The benefits are not limited to parents - as a result of fathers spending more time with their children in their early years, around 66,000 children every year (10% of births) could attain better educational outcomes - scoring one grade higher in either Mathematics or English at GCSE once they reach high school age. This is also estimated to lead to an increase in their lifetime earnings of £330m.
Zlatina Loudjeva, Partner in PwC’s International Development team, said:
“Rather than post-pandemic recovery for women, we’re seeing the opposite when it comes to closing the gender pay gap. With both a reversal in the UK’s progress on the index, and a widening of the gender pay gap, it’s clear that it was not a COVID linked issue alone and therefore, ‘business as usual’ simply won’t cut it. This is a question of equity but also a pertinent economic issue as the UK faces labour shortages. There is also a business cost of talent retention.
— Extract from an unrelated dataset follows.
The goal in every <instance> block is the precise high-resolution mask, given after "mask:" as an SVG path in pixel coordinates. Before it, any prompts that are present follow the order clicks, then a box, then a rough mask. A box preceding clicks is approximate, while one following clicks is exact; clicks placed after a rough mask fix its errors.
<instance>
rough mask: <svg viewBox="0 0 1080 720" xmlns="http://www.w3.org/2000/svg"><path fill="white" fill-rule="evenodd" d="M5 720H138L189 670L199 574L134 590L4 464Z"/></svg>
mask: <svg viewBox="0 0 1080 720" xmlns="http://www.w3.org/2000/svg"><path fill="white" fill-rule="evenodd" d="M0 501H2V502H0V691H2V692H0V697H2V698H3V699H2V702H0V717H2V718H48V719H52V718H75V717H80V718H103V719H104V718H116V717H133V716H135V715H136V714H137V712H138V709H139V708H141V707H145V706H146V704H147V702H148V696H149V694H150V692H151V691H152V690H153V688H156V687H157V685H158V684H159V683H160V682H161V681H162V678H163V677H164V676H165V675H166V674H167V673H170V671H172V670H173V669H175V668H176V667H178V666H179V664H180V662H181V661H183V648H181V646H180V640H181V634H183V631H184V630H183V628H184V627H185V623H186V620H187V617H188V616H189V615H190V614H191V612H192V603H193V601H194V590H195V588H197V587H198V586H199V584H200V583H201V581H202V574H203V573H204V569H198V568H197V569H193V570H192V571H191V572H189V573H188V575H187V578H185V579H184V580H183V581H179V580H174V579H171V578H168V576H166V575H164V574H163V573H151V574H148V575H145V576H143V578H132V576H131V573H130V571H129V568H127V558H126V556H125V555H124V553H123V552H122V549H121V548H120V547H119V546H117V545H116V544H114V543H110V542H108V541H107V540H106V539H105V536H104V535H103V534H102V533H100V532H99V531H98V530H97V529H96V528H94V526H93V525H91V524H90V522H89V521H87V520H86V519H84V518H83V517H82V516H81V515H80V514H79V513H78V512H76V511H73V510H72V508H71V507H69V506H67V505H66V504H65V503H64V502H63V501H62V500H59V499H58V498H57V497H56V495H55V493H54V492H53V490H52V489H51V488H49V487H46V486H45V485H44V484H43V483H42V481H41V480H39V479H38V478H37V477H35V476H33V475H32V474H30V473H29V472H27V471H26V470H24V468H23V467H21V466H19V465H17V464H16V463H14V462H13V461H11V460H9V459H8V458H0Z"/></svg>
“We can no longer talk about the impact of COVID-19, it is clear that the cost of childcare in the UK and attitudes towards childcare need urgent focus and action, with government and business to work together to help mitigate the confluence of shocks that have occurred over the last few years so that women are not priced out of the workforce.
“There is no panacea, nor a one size fits all policy, that will solve the problems for women at work today. We should consider enhanced parental leave policies and more flexible working so that all parents can balance work and caring responsibilities, alongside tackling the cost of childcare, to help create a more equitable and prosperous society for all. The index shows that this is doable and a number of OECD economies are leading the way through successful interventions.”
The Index: how the UK regions fare
Northern Ireland ranks first amongst the countries and regions in the UK, overtaking the South West which was the top-performing region for three years before this year. The South West now drops into second place, while Scotland remains third (unchanged from last year).
Northern Ireland boasts the smallest gender pay gap (only 5%), and a higher female full-time employment rate than most (the third best across the UK at 64%). However, it has the lowest female labour force participation rate (70%) of all countries and regions in the UK.
Wales saw the largest decrease in its absolute Index score, as well as the most significant fall in rank between 2020 and 2021 - from second to sixth place . This was due to marginal deterioration seen across the majority of indicators.